Du kannst auch mal hier schauen:Konishi Koi   da gibt es auf der Seite einen Futterkonfigurator wo du deine Fische und die Wassertemperatur  eingeben kannst,da siehst du dann was die Fische überhaupt fressen könnten,wenn sie den wöllten


----------



## teichinteressent (17. Okt. 2017)

Von einem Futterkonfigurator halte ich garnichts.

Wenn sie nach oben kommen, gibt es AL-KO-TE Profi-Mix 3mm. Seit ca 6 Wochen nur noch Sinkfutter 3mm.
Mit diesen zwei Sorten fahre ich problemlos.


----------



## Teich4You (17. Okt. 2017)

Michael H schrieb:


> Ob die da sonst No 1 oder ähnliches finden .....

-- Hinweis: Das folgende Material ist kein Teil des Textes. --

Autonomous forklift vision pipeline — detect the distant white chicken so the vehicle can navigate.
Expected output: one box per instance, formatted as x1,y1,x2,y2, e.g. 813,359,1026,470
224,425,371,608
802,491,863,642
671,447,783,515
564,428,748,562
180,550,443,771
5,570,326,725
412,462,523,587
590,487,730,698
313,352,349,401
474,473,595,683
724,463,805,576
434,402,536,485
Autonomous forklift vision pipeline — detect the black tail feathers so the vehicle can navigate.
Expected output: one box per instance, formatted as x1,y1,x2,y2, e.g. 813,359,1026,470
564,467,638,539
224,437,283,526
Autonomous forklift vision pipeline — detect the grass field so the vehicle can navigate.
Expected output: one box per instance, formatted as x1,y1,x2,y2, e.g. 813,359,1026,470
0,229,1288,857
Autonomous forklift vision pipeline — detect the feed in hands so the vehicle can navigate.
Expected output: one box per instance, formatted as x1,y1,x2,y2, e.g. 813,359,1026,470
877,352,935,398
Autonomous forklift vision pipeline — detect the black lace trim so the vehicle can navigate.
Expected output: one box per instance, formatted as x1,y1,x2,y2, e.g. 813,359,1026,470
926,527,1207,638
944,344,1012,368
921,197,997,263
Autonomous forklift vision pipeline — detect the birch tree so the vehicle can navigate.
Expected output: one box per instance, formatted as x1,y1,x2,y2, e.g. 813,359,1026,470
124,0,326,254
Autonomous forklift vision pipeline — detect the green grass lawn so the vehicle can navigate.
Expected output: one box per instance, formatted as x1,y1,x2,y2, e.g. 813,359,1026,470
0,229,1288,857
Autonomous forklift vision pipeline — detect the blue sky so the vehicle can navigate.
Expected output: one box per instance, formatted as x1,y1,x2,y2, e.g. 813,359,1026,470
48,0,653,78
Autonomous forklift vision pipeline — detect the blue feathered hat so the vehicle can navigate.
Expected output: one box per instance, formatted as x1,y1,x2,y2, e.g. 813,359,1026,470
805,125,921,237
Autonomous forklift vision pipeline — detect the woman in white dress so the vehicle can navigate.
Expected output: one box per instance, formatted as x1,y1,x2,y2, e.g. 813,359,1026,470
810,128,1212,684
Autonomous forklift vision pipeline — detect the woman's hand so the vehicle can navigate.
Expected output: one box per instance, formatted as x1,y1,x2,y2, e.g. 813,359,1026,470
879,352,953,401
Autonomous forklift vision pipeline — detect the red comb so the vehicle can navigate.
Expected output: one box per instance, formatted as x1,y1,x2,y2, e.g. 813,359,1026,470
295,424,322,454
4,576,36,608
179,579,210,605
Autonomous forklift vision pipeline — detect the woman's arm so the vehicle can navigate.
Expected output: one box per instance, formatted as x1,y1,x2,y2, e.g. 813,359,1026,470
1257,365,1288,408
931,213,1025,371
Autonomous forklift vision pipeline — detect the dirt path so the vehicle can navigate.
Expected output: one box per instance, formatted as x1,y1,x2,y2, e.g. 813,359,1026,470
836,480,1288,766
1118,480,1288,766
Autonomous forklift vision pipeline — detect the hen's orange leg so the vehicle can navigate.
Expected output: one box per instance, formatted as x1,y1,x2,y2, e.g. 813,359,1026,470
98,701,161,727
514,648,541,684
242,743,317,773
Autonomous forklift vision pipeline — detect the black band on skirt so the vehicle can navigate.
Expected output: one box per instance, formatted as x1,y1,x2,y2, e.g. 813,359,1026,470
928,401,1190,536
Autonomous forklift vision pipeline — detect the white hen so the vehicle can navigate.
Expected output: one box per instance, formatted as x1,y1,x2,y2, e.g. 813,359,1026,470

Vielleicht kein no1 aber was glaubst du was in den riesen futterautomaten an den mudponds in Japan drin ist?


----------



## tosa (17. Okt. 2017)

Teich4You schrieb:


> Vielleicht kein no1 aber was glaubst du was in den riesen futterautomaten an den mudponds in Japan drin ist?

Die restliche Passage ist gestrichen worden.